When I'm standing with a beginner at the ski rack, we both have to gaze into a crystal ball. I don't want anyone to throw down a few hundred bucks for a package that is not going to serve them well for many years. Sometimes people just want to do it, bim bam boom. I'll take the money. But if a skier wants more detailed advice, I owe them that. Moreover, I owe cross-country skiing that. It's a great activity with many facets. Oversimplification does it no justice.

Skiing is full of unspecific terms. "Wax" refers to substances that span the range from liquid through paste, sticky solid, and brick-hard, applied to ski bases in whole or in part, by smearing, crayoning, or ironing, to provide glide or grip or both. "Back country" refers to anything from the local park to the far side of Denali. To the resort-oriented ski industry, it's anything they're not preparing with large machines for consumption by paying customers. Here's your ski. It says "BC." Have fun and don't break a leg.

Your skier of ancient times could take a variety of terrain in stride. Racing skis were skinnier, with a stiffer central section to pull the grip zone off the snow in the glide phase, but anyone not afflicted with the neurosis of racing would have a fine time on their mid-width touring ski, whether the trail was groomed to the primitive state of the art or an unbroken blanket of magical white. If things were icy, or gloppy, or chunky, everyone would have a uniformly crappy time, and laugh about it. But you had to be willing to work with your equipment. Now you can have an extensive quiver of near-perfect skis, if you can afford them. Your main challenge then is to pick the right one for the trip you intend to make that day.

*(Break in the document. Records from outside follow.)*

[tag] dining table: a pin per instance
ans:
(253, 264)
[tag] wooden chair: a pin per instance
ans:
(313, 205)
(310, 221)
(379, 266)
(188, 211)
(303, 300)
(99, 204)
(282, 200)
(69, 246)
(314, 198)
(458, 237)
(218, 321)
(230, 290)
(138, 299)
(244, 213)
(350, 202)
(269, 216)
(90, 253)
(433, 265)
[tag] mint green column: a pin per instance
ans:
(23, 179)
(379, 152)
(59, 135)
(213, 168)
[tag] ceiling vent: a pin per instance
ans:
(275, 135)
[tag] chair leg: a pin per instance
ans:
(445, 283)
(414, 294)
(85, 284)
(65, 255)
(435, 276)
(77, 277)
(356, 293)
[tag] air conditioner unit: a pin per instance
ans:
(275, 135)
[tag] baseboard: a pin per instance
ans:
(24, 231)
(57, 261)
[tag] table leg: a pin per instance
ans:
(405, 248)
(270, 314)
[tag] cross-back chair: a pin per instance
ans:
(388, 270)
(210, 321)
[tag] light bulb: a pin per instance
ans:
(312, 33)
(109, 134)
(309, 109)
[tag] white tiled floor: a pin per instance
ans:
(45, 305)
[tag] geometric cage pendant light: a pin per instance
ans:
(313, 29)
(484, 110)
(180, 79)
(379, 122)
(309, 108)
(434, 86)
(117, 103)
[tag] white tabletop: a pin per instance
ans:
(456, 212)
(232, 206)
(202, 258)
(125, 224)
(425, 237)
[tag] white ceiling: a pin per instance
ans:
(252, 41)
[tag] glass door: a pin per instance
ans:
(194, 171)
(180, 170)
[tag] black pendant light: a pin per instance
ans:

I suppose that, in the time when skis were made by some local guy in the village, some skiers would have a couple or three different pairs if they could. Your supply chain was nice and short. You could ask the maker for exactly what you wanted. Now you have to shop around for brand and availability and take advice from people who might not even use the product. The 20th Century development of downhill-only skiing took over the public image of the sport so that cross-country skiing seemed like something invented by hippies in the 1970s as a goof. Cross-country product is manufactured and imported by companies whose accounting departments have the final say in what hits the stores. The stores and other retail outlets order based on what they think will sell. In the industrial world, your menu is provided by people who don't know you, taking their best guess.